Plastics are made from oil. Oil is a carbon-rich raw material, and plastics are large carbon-containing compounds. They're large molecules called polymers, which are composed of repeating units of shorter carbon-containing compounds called monomers. Chemists combine various types of monomers in many different arrangements to make an almost infinite variety of plastics with different chemical properties. Most plastic is chemically inert and will not react chemically with other substances -- you can store alcohol, soap, water, acid or gasoline in a plastic container without dissolving the container itself.
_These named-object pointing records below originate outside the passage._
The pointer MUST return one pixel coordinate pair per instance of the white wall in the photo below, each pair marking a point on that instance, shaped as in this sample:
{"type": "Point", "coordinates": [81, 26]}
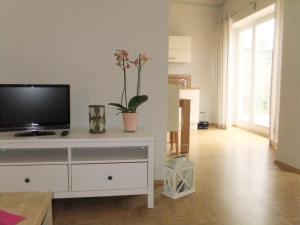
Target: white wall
{"type": "Point", "coordinates": [199, 22]}
{"type": "Point", "coordinates": [242, 8]}
{"type": "Point", "coordinates": [64, 41]}
{"type": "Point", "coordinates": [289, 120]}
Plastic can be molded into an almost infinite variety of shapes, so you can find it in toys, cups, bottles, utensils, wiring, cars, even in bubble gum.
The inventions of plastics began in 1839, when Charles Goodyear accidentally discovered a process in which sulfur reacted with crude rubber when heated and then cooled. The rubber became resilient upon cooling -- it could stretch, but it snapped back to its original shape. It also retained its resilience when heated. We now know that the sulfur forms chemical bonds between adjacent rubber polymer strands. The bonds cross-link the polymer strands, allowing them to "snap back" when stretched. Charles Goodyear had discovered the process now known as vulcanization, which made rubber more durable.
In 1846, Charles Schonbein, a Swiss chemist, accidentally discovered another polymer when he spilled a nitric acid-sulfuric acid mixture on some cotton. A chemical reaction occurred in which the hydroxyl groups of the cellulose fibers in the cotton were converted to nitrate groups catalyzed by the sulfur. The resultant polymer, nitrocellulose, could burst into a smokeless flame and was used by the military in place of gunpowder.
In 1870, chemist John Hyatt reacted nitrocellulose with camphor to make celluloid, a plastic polymer that was used in photographic film, billiard balls, dental plates and Ping-Pong balls.
In 1909, a chemist named Leo Baekeland synthesized Bakelite, the first truly synthetic polymer, from a mixture of phenol and formaldehyde. The condensation reaction between these monomers allows the formaldehyde to bind the phenol rings into rigid three-dimensional polymers. So, Bakelite can be molded when hot and solidified into a hard plastic that can be used for handles, phones, auto parts, furniture and even jewelry. Bakelite is hard, resistant to heat and electricity, and can't be easily melted or scorched once cooled. The invention of Bakelite led to a whole class of plastics with similar properties, known as phenolic resins.
Today, because of the environmentally unfriendly and unsustainable nature of plastic, some manufacturers are looking to better sources of raw materials for plastic production. Nonpetroleum plastics will likely become more and more common as researchers continue to find ways of creating polymers from such organic sources as corn, orange peels, bamboo, papermaking byproducts and hemp.